Я не поняла, что она имеет в виду, ничто из происходящего не укладывалась в категорию «хорошо» и, тем более, «лучше»… Мне вдруг стало очень стыдно. Мама смотрела на меня своими огромными, ясными глазами, глаза были такие ясные, словно они жили уже совершенно другой, не ведомой нам и не зависимой от болезни жизнью. Мне было трудно выдержать этот взгляд, я будто стояла перед ней в гигантском неоплаченном долгу, хотя бы потому, что здорова… и, конечно, потому, что понимала, сколько горя ей принесла. Я вспомнила все наши ссоры, как я орала на нее, стараясь оскорбить как можно сильнее: старая блядь, отсоска… слова, которые я произносила, не думая, и слова, о которых я думала, но не произносила… как я игнорировала ее, обращалась с ней, как с неким бессмысленным скоплением материи, невидимого газа… что я о ней тогда думала — неудачница, идиотка и никудышная мать… Вдруг мне захотелось высказать ей все: как мерзко я вела себя эти годы, как подло с моей стороны было сбежать из дома и предать ее, в то время как смерть поджидала ее за углом… Я вела себя мерзко и гадко, мне хотелось сказать ей все это раз и навсегда… но мама смотрела на меня этими сияющими глазами, и я чувствовала этот разрывающий меня изнутри стыд, стыд, похожий на ее опухоль… но ничего не сказала, потому что знала, что она все поняла и так и простила меня. Давным-давно.

— Иди отдохни, — сказала моя мама.

Она снова улыбнулась и закрыла глаза. Я, как могла, улыбнулась в ответ.

— Иди, — прошептала она. — Мне надо немного побыть одной.

Мама. Больше я с ней никогда не говорила. Она умерла через два дня… все случилось так быстро. Мне еще не исполнился двадцать один год, думала я, я еще недостаточно закалена, чтобы это видеть. Но все случилось дьявольски быстро… Мама изменилась, болезнь так изуродовала ее, что мы начинали плакать, едва ее увидев. В самом конце она была уже совсем на себя не похожа… Господи, эти ее последние дни, у нее не осталось ни одного органа, все сожрал рак, ни желудка, ни кишечника, ни слизистых оболочек, ни печени — ничего. Только опухоль и смерть.
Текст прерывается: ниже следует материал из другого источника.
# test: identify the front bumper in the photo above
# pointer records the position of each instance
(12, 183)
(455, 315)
В Фалькенберг пришла весна, и я каждый день долго гуляю по городу. Все воспринимается совершенно по-новому: хрусткий гравий на тротуарах, теплый свежий воздух, цветы мать-и-мачехи, словно крошечные свечки на зеленеющем с каждым днем газоне. О чем я думаю? О счастье… о новой, совершенно новой жизни. Иногда вспоминаю Францию. На что уходила моя жизнь, пока мама была жива? На детское самоутверждение… на попытки подогнать себя под нарисованную воображением судьбу… Думаю о Майкле. Он ждет меня там, в Париже… и почему я не еду? А если поеду, тоже: почему? Странно, как быстро все меняется. Только что я была с ним, мы упаковывали вещи и собирались в Индию, все было ясно. А теперь все по-другому… любила ли я его когда-нибудь? Или он просто производил на меня впечатление?